Enfin, Jay Levy et les autrices du rapport de l'association Fuckförbundet relatent l'intense stigmatisation que subissent les travailleuses du sexe exerçant en Suède. L'évaluation du gouvernement suédois elle-même admet que «les personnes qui sont exploitées dans la prostitution rapportent que la criminalisation a renforcé le stigma de vendre du sexe. Elles expliquent qu'elles ont choisi de se prostituer et qu'elles ne sont pas volontairement exposées à quoi que ce soit. Bien qu'il ne soit pas illégal de vendre du sexe, elles se perçoivent comme chassées par la police. Elles se sentent rabaissées en ce que leurs actions sont tolérées mais leur volonté et leur choix ne sont pas respectés.»
Des travaux récents cités par Jay Levy montrent une augmentation depuis vingt ans du soutien de la population suédoise pour des mesures de criminalisation, non seulement de l'achat, mais aussi de la vente de services sexuels. La stigmatisation ne porte donc pas que sur les clients mais aussi sur les travailleuses du sexe elles-mêmes, avec de lourdes répercussions dans leur vie quotidienne.
Les plateformes, nouvelle cible des abolitionnistes
La défense de la loi de 2016 de pénalisation des clients paraît donc parfaitement hors-sol. L'argument selon lequel il faudrait laisser plus de temps à cette loi pour qu'elle puisse déployer ses effets est scandaleuse. Non seulement au regard des données accumulées sur l'expérience quotidienne des travailleuses du sexe depuis quatre ans en France, mais aussi de celles sur les conséquences dramatiques de la pénalisation depuis vingt ans en Suède, malgré sa figure de modèle.
Ne manquant jamais une occasion de pousser toujours plus loin la précarisation et la mise en danger des travailleuses du sexe, les abolitionnistes ne s'en tiendront toutefois pas à cela: la dépêche AFP qui relaie l'étude de la Fondation Scelles finit par une reprise des propos des acteurs abolitionnistes qui «s'interrogent sur l'efficacité de la loi» pour «enrayer» l'essor du travail sexuel sur internet. Ils estiment «urgent [...] de fixer les modalités d'adaptation de la loi à la prostitution par internet et de donner aux acteurs les moyens de travailler».
Les plateformes qui permettent aux travailleuses du sexe de faire la publicité de leur services sont des outils indispensables pour ces dernières, en leur évitant de recruter des clients dans la rue et améliorant donc grandement leur sécurité.
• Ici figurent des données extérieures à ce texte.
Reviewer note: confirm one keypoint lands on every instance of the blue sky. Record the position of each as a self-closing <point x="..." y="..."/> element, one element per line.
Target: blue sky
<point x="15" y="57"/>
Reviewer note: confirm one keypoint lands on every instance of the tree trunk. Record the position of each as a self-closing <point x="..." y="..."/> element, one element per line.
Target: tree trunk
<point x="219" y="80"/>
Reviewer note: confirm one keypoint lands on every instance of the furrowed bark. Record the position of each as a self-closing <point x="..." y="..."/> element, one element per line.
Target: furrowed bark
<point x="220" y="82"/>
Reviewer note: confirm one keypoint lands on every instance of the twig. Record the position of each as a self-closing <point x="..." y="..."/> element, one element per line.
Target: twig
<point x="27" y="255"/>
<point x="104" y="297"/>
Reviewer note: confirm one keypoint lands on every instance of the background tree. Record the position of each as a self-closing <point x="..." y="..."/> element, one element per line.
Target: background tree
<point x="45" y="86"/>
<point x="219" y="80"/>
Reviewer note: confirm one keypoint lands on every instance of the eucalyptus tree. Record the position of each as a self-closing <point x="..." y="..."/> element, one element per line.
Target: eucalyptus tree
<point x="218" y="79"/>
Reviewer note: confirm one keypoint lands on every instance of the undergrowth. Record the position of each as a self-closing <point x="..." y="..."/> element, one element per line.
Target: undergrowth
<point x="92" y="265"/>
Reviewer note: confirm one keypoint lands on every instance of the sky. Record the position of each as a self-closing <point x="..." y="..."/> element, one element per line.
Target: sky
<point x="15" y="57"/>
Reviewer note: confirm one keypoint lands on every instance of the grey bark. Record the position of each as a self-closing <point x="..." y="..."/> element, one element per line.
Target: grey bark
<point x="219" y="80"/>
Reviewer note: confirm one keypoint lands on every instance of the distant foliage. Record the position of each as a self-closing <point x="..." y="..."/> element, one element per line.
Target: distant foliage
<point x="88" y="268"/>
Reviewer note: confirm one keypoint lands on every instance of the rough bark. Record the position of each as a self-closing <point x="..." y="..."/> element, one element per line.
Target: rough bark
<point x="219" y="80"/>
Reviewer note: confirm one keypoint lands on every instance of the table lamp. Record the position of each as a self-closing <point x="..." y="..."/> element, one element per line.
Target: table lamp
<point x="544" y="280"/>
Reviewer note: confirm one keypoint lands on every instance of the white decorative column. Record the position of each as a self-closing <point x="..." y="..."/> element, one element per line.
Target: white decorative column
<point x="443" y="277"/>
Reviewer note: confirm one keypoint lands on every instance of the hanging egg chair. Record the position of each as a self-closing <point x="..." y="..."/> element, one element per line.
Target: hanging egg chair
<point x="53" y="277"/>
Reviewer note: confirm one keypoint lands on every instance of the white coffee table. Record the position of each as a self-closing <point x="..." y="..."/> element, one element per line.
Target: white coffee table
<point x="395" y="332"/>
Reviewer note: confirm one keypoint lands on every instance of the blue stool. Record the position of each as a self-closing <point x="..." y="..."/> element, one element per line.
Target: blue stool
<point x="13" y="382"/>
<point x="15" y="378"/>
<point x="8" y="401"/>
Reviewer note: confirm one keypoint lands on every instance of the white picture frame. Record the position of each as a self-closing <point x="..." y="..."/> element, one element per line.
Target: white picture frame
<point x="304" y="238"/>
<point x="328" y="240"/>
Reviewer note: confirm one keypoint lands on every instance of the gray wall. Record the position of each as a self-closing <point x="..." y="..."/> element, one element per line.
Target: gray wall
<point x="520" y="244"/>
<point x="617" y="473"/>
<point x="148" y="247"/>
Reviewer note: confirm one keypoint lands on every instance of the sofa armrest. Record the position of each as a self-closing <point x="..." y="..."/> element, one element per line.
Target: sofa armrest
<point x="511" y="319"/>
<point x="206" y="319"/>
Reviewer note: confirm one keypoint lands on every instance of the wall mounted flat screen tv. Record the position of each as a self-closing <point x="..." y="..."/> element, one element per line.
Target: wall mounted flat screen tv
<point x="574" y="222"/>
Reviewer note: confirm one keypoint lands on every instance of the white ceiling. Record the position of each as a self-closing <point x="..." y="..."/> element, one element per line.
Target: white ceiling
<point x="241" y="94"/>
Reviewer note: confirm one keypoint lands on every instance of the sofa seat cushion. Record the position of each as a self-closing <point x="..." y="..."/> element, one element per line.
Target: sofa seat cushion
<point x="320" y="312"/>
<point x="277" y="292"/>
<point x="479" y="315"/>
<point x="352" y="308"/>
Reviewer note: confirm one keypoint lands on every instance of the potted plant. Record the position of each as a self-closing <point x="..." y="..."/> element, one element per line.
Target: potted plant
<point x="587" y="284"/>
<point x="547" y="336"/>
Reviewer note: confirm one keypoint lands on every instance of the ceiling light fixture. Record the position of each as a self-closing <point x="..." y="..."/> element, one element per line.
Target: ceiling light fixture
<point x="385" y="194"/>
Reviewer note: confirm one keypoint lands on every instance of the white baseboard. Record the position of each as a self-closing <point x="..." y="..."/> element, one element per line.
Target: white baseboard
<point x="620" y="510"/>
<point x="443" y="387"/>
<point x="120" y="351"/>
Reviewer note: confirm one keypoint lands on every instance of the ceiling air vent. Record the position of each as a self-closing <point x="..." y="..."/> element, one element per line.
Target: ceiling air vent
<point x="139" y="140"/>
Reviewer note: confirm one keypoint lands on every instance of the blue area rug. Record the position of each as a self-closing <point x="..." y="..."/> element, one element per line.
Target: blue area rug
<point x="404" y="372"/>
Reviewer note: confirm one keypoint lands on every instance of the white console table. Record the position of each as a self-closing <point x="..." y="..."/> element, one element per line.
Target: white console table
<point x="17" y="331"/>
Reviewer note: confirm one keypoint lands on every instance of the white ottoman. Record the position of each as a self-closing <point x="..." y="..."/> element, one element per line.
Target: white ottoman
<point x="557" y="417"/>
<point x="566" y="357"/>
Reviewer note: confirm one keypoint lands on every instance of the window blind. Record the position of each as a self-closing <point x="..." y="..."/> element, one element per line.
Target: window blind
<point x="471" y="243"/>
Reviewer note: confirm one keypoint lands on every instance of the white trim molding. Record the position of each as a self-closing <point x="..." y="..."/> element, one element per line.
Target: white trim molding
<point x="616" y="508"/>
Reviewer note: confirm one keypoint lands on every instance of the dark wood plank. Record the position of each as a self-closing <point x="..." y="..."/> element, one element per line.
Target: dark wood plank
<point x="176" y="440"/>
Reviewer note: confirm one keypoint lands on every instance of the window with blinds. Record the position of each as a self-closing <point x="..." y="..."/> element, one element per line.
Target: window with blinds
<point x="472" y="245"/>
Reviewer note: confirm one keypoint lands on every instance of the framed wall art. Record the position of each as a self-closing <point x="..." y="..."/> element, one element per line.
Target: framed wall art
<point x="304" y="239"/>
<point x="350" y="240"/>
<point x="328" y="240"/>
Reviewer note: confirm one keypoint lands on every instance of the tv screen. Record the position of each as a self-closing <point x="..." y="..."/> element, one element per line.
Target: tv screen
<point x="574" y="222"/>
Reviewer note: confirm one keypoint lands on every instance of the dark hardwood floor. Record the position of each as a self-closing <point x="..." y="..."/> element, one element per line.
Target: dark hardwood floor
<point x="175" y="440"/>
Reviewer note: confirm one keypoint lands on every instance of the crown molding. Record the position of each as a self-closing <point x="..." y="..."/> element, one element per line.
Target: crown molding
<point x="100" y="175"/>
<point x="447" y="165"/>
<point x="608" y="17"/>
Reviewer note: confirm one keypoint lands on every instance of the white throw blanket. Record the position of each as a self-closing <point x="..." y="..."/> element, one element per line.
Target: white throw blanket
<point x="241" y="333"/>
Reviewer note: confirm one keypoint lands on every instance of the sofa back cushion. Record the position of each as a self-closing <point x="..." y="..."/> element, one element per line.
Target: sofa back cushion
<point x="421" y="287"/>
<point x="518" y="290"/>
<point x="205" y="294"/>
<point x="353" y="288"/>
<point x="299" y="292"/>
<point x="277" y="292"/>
Outre-Atlantique, dans le contexte des lois Sesta et Fosta votées en 2018, le quotidien des travailleuses du sexe a été bouleversé par la fermeture du site d'annonces Backpage. Ces dernières ont aujourd'hui peur d'une censure toujours plus grande de leur visibilité sur Twitter, qui pourrait conduire à la fin d'un vecteur essentiel de publicité et donc à une forte précarisation.
Les propos cités sont donc éminemment dangereux pour les travailleuses du sexe qui verraient une énième fois leurs droits et leur sécurité reculer. Ils sont malheureusement compréhensibles dans le contexte de la discussion de la PPL Avia, qui comporte un article punissant tout site internet qui aiderait les travailleuses du sexe ou se ferait intermédiaire entre elles et leurs clients. La censure des plateformes serait un coup d'autant plus dur pour les travailleuses du sexe qu'il aurait lieu dans le contexte dramatique de pénalisation des clients.
Face à l'acharnement des abolitionnistes pour rendre la vie des travailleuses du sexe toujours plus dure sans rien résoudre du problème des trafics sexuels, le législateur serait au contraire bien inspiré de défendre enfin fermement les droits et libertés de ces dernières.